Before we had shoved off from posh Newport, we had made pacts with our private gods, utterly accepting of whatever came our way. That was the point of the passage, after all, to contend, to discover, to accept, and to endure. I wrote in my book Flirting with Mermaids, "I make landfalls for a living." That's a good line, and not a bad way to navigate through life. However, as I get older I have realized that making landfalls, even dicey ones, is the easy part of sailing. The tough part is making departures, shedding the shackles of society's expectations, kicking the addiction of electronic connections, subverting the guilt of our own obligations, and pushing off the dock physically and metaphorically. Most of the people who sail with me know that time is no longer their friend; their biological clocks are ticking. They savor the moments, even the unpleasant ones, with an understanding that they've reached a point in their lives where time is what matters most. They sense that our journey is circular, and with an almost childlike innocence they long to get back to a familiar place. T. S. Eliot describes the quest, "We shall not cease from exploration, and the end of all our exploring will be to arrive where we started and know the place for the first time."
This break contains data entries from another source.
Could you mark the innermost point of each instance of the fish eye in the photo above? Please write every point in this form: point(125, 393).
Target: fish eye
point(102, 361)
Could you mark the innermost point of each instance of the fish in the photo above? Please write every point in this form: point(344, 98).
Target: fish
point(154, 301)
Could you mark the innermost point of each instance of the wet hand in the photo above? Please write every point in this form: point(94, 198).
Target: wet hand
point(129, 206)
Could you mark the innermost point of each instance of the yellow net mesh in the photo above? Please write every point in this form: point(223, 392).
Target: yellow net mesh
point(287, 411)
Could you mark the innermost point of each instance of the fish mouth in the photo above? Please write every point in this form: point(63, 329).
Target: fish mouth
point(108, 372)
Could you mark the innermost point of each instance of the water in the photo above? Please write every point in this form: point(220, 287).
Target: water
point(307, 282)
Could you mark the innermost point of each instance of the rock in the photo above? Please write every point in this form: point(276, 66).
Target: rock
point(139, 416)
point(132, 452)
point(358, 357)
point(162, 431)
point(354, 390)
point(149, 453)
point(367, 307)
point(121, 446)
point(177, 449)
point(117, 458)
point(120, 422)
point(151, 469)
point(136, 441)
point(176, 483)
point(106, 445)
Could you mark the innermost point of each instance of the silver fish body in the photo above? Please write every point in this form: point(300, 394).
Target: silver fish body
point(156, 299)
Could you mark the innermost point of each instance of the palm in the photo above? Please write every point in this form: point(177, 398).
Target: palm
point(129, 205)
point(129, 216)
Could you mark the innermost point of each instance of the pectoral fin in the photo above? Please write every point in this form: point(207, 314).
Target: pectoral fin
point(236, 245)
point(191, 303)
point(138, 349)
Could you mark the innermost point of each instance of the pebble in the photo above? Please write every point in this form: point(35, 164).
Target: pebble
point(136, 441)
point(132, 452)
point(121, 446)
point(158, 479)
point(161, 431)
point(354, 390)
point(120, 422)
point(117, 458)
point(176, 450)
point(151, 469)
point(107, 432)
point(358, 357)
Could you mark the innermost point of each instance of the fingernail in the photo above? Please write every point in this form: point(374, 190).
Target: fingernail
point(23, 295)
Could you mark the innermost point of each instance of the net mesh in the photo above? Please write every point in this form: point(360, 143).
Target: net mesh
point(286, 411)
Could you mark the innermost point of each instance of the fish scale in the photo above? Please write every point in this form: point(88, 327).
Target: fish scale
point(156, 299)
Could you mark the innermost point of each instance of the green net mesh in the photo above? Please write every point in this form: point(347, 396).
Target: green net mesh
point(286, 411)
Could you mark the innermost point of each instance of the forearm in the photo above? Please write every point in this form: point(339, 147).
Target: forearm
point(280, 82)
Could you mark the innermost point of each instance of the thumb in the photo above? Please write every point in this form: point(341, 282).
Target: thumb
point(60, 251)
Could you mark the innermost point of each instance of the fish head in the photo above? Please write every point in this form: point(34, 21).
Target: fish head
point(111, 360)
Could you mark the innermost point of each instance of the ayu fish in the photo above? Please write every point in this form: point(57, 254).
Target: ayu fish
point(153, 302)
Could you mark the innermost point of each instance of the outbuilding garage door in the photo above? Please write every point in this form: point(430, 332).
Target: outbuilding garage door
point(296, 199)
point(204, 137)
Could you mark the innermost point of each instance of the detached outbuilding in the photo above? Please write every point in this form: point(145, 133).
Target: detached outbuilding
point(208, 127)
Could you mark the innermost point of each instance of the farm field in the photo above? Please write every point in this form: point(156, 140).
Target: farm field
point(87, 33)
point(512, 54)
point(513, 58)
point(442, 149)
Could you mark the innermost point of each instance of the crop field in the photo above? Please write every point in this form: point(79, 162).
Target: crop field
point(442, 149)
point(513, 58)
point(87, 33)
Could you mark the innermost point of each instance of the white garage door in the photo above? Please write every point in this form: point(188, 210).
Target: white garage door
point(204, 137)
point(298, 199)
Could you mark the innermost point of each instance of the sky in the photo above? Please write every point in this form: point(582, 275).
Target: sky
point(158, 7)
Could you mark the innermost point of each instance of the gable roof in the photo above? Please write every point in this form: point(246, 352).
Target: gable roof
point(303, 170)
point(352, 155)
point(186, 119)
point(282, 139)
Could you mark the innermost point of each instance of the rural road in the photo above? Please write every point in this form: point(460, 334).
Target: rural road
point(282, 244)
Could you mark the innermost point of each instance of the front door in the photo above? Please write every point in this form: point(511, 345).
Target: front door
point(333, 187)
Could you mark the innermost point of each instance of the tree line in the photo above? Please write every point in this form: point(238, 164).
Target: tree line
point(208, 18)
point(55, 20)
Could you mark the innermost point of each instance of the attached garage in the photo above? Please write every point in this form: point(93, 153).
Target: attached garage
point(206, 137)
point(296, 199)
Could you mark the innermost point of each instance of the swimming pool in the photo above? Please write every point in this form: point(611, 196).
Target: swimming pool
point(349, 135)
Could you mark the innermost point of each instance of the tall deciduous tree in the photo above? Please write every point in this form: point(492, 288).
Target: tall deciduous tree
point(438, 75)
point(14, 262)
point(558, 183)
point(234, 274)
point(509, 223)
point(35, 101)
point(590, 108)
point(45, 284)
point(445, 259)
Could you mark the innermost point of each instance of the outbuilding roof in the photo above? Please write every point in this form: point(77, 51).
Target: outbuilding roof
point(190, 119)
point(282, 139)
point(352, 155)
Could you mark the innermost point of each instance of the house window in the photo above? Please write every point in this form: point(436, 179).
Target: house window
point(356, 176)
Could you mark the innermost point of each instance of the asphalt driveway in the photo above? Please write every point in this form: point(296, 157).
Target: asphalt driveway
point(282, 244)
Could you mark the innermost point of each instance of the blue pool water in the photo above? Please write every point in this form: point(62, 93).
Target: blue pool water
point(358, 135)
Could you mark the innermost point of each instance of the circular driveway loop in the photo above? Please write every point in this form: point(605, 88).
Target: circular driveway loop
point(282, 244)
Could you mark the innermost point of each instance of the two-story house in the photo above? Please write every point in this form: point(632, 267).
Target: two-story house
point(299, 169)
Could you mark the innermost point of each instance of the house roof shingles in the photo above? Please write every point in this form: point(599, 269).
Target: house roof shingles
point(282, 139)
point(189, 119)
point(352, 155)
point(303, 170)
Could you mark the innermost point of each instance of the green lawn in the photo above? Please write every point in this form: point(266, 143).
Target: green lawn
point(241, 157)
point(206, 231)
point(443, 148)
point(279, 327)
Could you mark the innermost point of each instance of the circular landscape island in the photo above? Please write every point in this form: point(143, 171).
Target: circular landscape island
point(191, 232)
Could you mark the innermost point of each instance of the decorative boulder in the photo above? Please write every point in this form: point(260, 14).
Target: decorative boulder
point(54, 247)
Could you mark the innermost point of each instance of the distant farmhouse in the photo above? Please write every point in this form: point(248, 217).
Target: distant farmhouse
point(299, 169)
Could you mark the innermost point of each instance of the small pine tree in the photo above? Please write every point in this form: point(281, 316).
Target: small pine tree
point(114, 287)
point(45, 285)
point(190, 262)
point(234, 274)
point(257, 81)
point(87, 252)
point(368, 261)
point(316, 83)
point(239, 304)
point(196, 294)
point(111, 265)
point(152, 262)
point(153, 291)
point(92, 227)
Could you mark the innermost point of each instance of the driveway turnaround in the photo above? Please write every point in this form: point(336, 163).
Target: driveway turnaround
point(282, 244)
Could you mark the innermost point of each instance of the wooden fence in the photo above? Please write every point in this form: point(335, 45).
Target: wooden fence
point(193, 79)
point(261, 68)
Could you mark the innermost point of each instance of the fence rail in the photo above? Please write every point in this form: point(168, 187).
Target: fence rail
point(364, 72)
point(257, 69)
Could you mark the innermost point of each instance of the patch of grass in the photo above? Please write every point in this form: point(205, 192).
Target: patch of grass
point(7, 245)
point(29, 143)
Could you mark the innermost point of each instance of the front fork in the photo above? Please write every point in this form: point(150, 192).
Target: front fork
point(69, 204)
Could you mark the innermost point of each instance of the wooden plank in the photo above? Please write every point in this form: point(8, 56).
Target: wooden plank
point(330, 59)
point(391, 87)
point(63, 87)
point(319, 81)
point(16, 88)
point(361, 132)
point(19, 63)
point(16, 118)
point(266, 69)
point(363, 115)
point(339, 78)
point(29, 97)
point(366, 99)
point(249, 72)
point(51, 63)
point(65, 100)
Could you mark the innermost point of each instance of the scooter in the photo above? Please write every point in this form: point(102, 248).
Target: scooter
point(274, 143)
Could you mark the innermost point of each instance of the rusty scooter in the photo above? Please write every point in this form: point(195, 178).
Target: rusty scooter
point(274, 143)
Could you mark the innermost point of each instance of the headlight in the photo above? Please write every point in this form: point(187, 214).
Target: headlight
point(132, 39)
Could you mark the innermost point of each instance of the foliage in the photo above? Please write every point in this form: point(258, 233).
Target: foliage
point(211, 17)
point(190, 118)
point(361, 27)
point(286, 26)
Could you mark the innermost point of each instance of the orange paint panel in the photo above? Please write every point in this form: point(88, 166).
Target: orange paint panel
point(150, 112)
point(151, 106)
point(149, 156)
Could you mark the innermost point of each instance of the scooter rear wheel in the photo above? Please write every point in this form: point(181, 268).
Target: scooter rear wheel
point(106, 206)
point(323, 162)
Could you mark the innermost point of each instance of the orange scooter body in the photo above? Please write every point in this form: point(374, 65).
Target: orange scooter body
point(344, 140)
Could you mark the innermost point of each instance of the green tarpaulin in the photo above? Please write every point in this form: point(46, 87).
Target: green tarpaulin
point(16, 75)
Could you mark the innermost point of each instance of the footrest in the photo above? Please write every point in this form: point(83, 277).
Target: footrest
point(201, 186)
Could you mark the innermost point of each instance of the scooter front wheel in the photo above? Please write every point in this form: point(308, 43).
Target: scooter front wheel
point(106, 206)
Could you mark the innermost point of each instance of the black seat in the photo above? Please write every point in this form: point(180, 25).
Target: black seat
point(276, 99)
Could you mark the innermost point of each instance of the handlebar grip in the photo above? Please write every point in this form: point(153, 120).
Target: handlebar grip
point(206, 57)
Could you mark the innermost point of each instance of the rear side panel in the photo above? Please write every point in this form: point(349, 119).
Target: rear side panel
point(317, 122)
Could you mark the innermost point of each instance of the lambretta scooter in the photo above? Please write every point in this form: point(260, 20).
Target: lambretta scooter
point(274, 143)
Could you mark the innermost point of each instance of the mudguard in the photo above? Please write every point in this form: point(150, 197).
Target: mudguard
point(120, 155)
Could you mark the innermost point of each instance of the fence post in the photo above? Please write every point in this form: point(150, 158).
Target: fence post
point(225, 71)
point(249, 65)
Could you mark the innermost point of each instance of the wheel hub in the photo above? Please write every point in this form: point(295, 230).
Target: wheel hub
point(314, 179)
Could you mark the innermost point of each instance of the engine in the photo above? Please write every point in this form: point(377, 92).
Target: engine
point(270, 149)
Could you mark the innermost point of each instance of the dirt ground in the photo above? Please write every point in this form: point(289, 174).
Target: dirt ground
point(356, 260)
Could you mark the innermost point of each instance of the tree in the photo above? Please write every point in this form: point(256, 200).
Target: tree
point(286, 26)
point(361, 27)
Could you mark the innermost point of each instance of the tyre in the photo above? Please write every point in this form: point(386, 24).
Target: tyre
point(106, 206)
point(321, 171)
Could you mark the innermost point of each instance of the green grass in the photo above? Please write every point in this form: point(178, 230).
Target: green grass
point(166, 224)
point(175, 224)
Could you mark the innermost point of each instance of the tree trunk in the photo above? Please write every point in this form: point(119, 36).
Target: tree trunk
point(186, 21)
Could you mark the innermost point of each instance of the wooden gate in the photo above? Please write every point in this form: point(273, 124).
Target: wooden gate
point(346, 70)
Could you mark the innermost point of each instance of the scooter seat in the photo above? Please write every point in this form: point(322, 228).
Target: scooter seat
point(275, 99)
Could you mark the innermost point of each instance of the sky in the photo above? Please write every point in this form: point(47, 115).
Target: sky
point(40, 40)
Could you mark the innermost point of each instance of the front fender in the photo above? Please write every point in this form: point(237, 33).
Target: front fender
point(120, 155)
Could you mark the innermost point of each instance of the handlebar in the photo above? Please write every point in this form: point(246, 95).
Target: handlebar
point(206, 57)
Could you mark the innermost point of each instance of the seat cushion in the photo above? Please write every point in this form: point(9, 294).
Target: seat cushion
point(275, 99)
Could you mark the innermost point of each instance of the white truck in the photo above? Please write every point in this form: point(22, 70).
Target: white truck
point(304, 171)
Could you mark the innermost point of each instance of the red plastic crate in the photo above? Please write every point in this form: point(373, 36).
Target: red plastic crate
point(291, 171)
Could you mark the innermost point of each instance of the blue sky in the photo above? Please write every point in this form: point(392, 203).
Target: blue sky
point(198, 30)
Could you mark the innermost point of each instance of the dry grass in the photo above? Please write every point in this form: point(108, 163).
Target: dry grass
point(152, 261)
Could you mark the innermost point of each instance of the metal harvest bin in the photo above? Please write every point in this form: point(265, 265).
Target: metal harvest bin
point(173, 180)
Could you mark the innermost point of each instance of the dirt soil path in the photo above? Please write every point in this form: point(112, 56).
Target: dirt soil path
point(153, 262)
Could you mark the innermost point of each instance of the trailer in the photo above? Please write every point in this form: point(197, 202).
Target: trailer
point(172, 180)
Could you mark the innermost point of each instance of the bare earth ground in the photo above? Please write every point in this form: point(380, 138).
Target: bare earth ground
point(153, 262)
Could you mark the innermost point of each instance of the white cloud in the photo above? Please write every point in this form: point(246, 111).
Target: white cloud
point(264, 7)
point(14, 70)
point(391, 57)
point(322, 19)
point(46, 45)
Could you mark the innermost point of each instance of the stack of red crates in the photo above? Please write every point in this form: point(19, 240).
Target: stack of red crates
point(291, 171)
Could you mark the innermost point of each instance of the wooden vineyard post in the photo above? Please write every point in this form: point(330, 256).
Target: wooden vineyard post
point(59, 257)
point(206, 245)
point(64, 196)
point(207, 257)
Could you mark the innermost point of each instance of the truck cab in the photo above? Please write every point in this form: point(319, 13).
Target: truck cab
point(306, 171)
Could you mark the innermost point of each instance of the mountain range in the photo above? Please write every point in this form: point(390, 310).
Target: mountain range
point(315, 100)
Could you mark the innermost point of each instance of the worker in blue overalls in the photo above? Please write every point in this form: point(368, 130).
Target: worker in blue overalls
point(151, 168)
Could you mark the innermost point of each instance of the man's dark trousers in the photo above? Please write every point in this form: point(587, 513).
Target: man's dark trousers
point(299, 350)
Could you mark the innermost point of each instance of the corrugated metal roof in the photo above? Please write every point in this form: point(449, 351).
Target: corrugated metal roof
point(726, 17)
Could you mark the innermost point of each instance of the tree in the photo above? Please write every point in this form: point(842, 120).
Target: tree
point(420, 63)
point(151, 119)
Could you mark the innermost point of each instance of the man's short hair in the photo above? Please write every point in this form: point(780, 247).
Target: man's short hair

Tucked back behind the dodger, I felt something heavy in my jacket pocket—my shortwave receiver. I was going to listen to the National Weather Service forecast when my watch started. Imagine that: nine years ago we still listened to weather reports on the radio. At the time, Internet weather, and the constant pursuit thereof, had not yet taken full possession of a sailor's life. I love weather, the good, the bad—even the truly ugly. You must love weather to be a sailor; it is a core part of the package. I am not a slave to forecasts, however, and I don't worship at the altar of satellite GRIB files. I don't dispute that GRIB (which stands for gridded information in binary form) models are very accurate, but the pursuit of weather information can border on obsession. The more you sail, the more you accept that fact that weather is also influenced by local phenomena, and forecasts can still be inaccurate. Your own observations are often just as important and usually more useful than the professional mumbo jumbo. Still, sailors go to great lengths to obtain weather information via radio and satellite and then doggedly believe it, even when the evidence blowing directly in their faces suggests otherwise (see Weather Information Sources on page 14). I have seen sailors desperately trying to download forecasts from their perch at the navigation station below, completely ignoring towering cumulus clouds shrinking the dark horizon abovedeck. Weather forecasts have become something of a self-fulfilling prophecy; you want to believe them, you want to trust them.